Kazakhstan Road Corridor Assessment

Place: Kazakhstan– Dates: 2008-9 – Partner: ADB

Project Summary

ADB is engaged across the Central Asian region for infrastructure and other projects to facilitate economic growth and regional integration. Included among these is a large road network project in Kazakhstan. As Figure 1 indicates, this project implicates not only many regions of this country (the world’s seventh largest by land area), but also its major trade routes to neighbouring and more distant trading partners. Like many large projects, the costs and benefits of this will be complex and dispersed over time and across domestic, regional, and even global stakeholder groups. Using a new modeling facility beings developed for the Central Asian Region (CAR), we examine the growth effects of the project over the period 2008-2030.
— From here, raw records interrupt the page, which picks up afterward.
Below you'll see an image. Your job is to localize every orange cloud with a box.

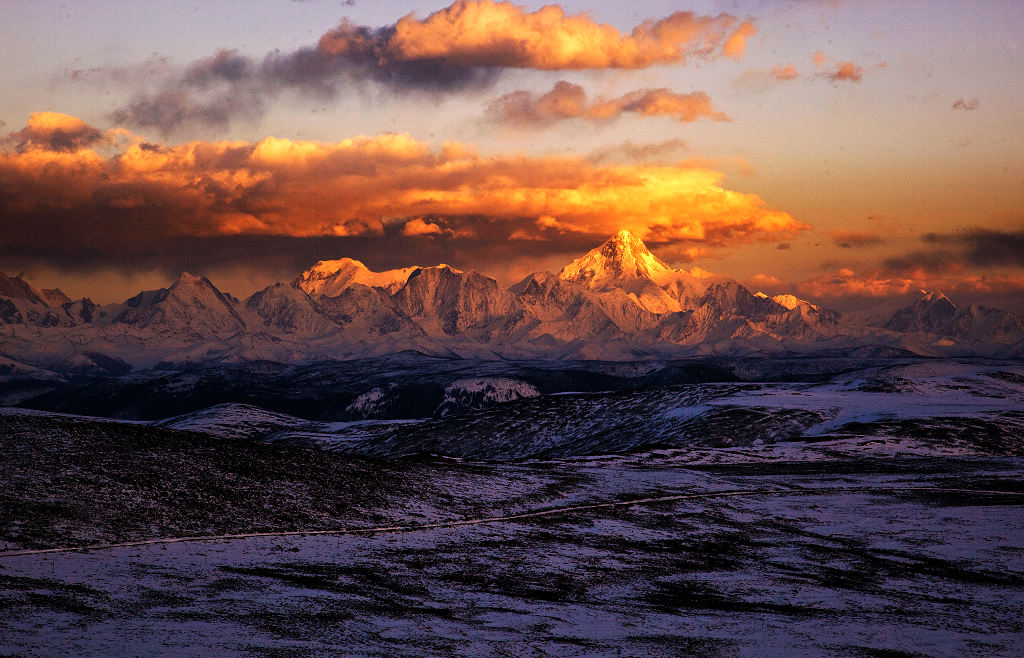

[735,63,800,89]
[746,273,784,290]
[3,111,106,152]
[771,64,799,80]
[797,268,917,298]
[723,21,758,60]
[811,51,885,84]
[823,61,863,82]
[488,81,729,125]
[0,114,806,274]
[401,217,444,236]
[798,267,1024,300]
[356,1,757,70]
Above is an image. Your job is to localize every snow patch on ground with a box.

[155,403,314,440]
[433,377,540,417]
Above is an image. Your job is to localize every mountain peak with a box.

[610,227,640,242]
[920,290,955,306]
[0,271,45,305]
[296,258,419,296]
[559,229,672,288]
[604,228,651,254]
[883,289,959,334]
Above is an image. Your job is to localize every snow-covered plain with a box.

[1,358,1023,655]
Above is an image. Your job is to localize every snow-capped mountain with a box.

[560,229,674,289]
[884,291,959,335]
[314,283,422,337]
[0,271,80,328]
[883,290,1024,344]
[295,258,418,296]
[392,265,518,338]
[244,283,331,336]
[559,229,703,314]
[508,272,624,341]
[755,292,846,340]
[112,272,247,338]
[2,232,1023,374]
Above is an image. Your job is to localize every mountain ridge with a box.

[2,231,1023,373]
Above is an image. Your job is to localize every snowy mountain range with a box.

[2,230,1023,376]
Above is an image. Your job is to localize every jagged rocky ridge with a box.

[2,231,1023,376]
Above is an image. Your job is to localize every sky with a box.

[1,0,1021,311]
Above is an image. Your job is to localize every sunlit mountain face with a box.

[2,229,1022,377]
[2,3,1022,655]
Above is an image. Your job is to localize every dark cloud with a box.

[882,249,959,274]
[831,230,883,249]
[111,88,266,133]
[112,43,494,134]
[0,216,600,296]
[775,242,791,250]
[588,139,689,164]
[952,98,980,111]
[106,1,755,134]
[924,228,1024,268]
[876,227,1024,277]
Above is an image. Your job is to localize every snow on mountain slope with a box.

[884,290,959,334]
[560,229,675,287]
[295,258,418,296]
[0,272,48,305]
[3,232,1024,364]
[0,272,81,328]
[315,283,423,337]
[113,273,247,337]
[244,283,334,336]
[559,229,686,314]
[883,290,1024,344]
[0,296,76,328]
[762,293,798,310]
[751,292,848,340]
[509,272,627,340]
[392,265,518,338]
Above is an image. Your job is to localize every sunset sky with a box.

[1,0,1021,310]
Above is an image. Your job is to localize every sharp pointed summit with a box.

[884,289,959,334]
[559,229,674,288]
[113,273,246,336]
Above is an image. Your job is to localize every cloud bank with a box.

[327,1,756,69]
[107,1,755,134]
[799,227,1024,300]
[487,81,729,126]
[0,113,805,277]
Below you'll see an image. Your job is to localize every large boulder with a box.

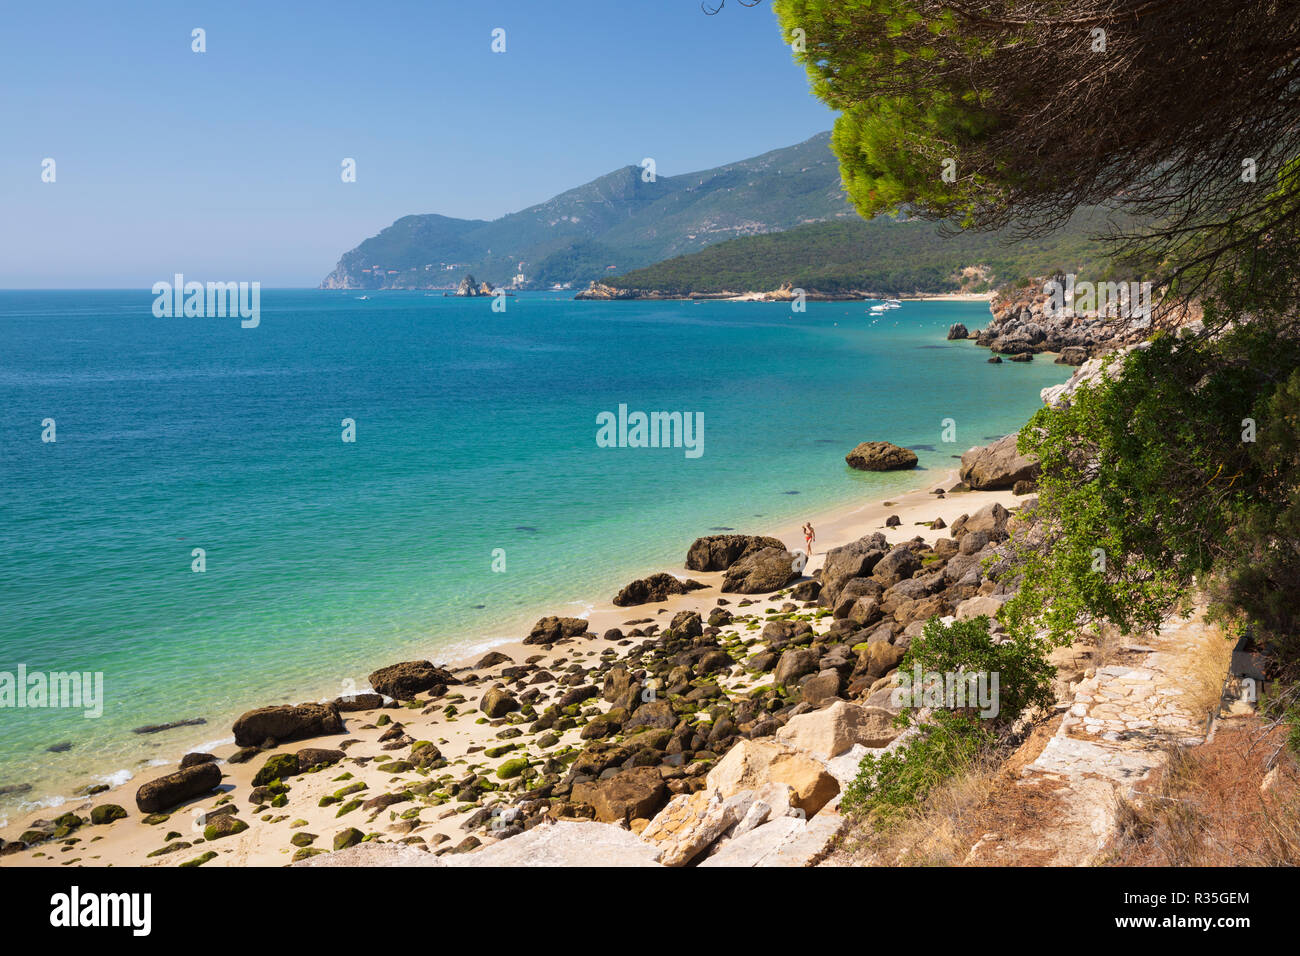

[958,434,1039,490]
[295,747,345,770]
[367,661,455,700]
[773,648,819,687]
[685,534,787,572]
[640,789,748,866]
[775,701,900,756]
[135,762,222,813]
[963,501,1010,537]
[955,594,1008,620]
[798,670,846,706]
[479,687,520,718]
[612,572,706,607]
[231,702,343,748]
[817,533,888,607]
[334,693,384,712]
[872,545,923,587]
[706,740,840,818]
[721,547,799,594]
[570,766,667,824]
[623,699,677,733]
[947,322,969,340]
[524,616,590,645]
[845,441,919,471]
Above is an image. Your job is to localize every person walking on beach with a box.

[803,522,815,556]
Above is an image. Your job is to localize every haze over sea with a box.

[0,290,1068,811]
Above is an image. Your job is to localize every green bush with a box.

[900,616,1056,728]
[842,616,1054,827]
[840,711,989,826]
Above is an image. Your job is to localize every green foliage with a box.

[773,0,1015,225]
[842,616,1053,827]
[840,710,989,826]
[901,616,1056,727]
[1001,311,1300,662]
[607,211,1114,295]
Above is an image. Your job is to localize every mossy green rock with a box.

[146,841,193,858]
[179,851,218,867]
[333,828,364,850]
[252,753,300,787]
[203,816,249,841]
[496,757,529,780]
[90,804,128,825]
[290,832,317,847]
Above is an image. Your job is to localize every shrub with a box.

[900,615,1056,728]
[840,711,990,826]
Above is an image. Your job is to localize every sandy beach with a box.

[901,292,995,302]
[0,461,1027,868]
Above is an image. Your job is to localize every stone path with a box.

[970,607,1224,865]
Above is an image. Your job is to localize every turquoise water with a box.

[0,290,1068,810]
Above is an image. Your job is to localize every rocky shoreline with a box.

[0,294,1082,869]
[944,280,1193,366]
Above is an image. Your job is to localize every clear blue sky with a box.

[0,0,835,288]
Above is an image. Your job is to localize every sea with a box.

[0,290,1070,814]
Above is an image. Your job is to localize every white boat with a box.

[869,304,888,313]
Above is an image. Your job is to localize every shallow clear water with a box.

[0,290,1068,810]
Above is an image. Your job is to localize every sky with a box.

[0,0,836,288]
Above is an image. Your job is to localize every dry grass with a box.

[1102,717,1300,866]
[1182,623,1237,718]
[827,715,1062,866]
[829,752,1003,865]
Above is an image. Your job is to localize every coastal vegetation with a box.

[601,211,1116,296]
[775,0,1300,845]
[841,615,1054,825]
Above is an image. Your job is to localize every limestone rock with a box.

[959,434,1039,490]
[775,700,900,757]
[640,788,746,866]
[706,740,840,817]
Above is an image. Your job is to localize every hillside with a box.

[319,132,856,290]
[595,212,1125,296]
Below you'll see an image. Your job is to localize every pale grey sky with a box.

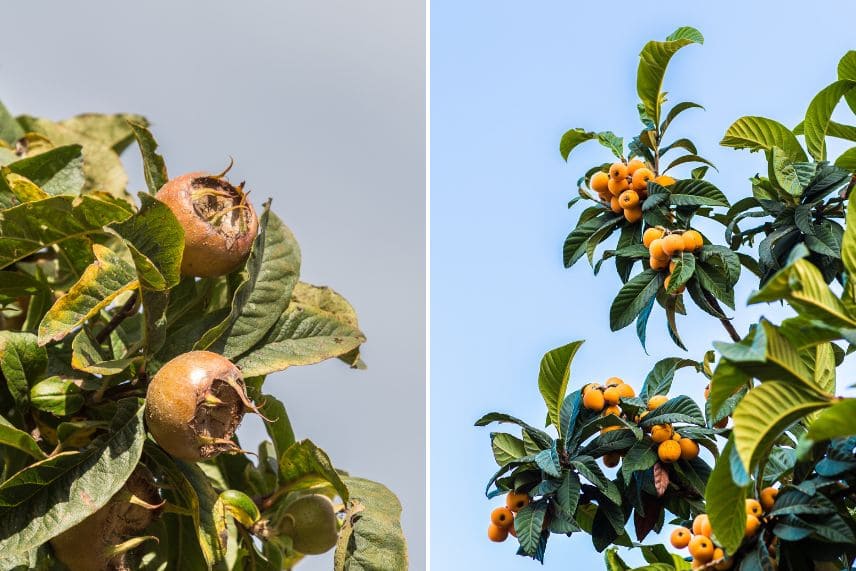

[2,1,425,568]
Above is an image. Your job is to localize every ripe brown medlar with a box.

[155,169,258,277]
[50,465,161,571]
[145,350,260,461]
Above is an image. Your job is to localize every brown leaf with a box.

[653,462,670,497]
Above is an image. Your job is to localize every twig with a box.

[95,291,139,344]
[705,294,742,343]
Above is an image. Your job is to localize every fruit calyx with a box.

[145,351,263,461]
[50,465,162,571]
[155,165,259,277]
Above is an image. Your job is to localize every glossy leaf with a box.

[721,116,807,163]
[538,340,584,432]
[705,439,749,554]
[732,381,830,470]
[637,28,703,126]
[560,128,595,161]
[609,269,661,331]
[804,79,856,161]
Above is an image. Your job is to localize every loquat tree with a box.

[478,27,856,570]
[0,105,407,569]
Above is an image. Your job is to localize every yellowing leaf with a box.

[38,244,138,345]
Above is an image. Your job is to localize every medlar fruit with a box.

[155,170,258,277]
[279,494,339,555]
[145,350,258,461]
[50,465,161,571]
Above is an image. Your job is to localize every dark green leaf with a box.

[609,269,660,331]
[127,121,168,195]
[0,399,145,555]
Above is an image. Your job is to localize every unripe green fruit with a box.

[51,465,161,571]
[155,171,259,277]
[145,351,255,461]
[279,494,339,555]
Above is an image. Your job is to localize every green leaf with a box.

[475,412,552,449]
[0,331,46,415]
[804,398,856,442]
[289,282,365,369]
[538,340,584,432]
[640,357,697,398]
[665,179,729,207]
[109,193,184,290]
[0,101,23,145]
[609,269,660,331]
[750,259,855,328]
[843,186,856,277]
[804,80,856,161]
[199,208,302,358]
[0,193,133,270]
[708,359,750,423]
[620,440,657,483]
[38,244,138,345]
[639,395,705,427]
[233,303,365,377]
[278,439,349,502]
[491,432,526,465]
[666,252,695,294]
[660,102,703,135]
[0,415,45,459]
[663,154,716,173]
[564,214,618,268]
[127,121,168,195]
[560,129,595,161]
[0,398,145,555]
[705,438,749,554]
[835,146,856,171]
[142,443,208,568]
[4,145,84,196]
[809,342,836,395]
[70,327,135,375]
[721,116,807,163]
[732,381,831,471]
[555,470,581,519]
[29,376,83,416]
[514,500,548,556]
[596,131,624,160]
[334,477,407,571]
[258,394,296,479]
[175,460,229,568]
[637,28,703,126]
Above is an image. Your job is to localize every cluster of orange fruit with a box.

[487,490,530,543]
[669,489,778,570]
[649,419,699,463]
[642,227,704,293]
[590,160,674,224]
[582,380,699,467]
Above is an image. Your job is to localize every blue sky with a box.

[430,2,856,569]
The Kazakhstan road corridor project is very large in the early years, with negative gross net cash flow exceeding 8 percent of GDP in the second year, and in excess of 5 percent in each of the first four years (Table 1). The significance of direct project finance tapers off sharply after this, but the economic value of the transport and distribution services this corridor provides, including collateral investments around the corridor, will continue to grow in both absolute terms and relative to the rest of the country, where infrastructure services are generally inferior to those provided by this project. The primary objective of this analysis is to elucidate these complex and far-reaching indirect effects, by which the project exerts economic growth leverage across Kazakhstan, CAREC generally, and via trade to even more distant regions.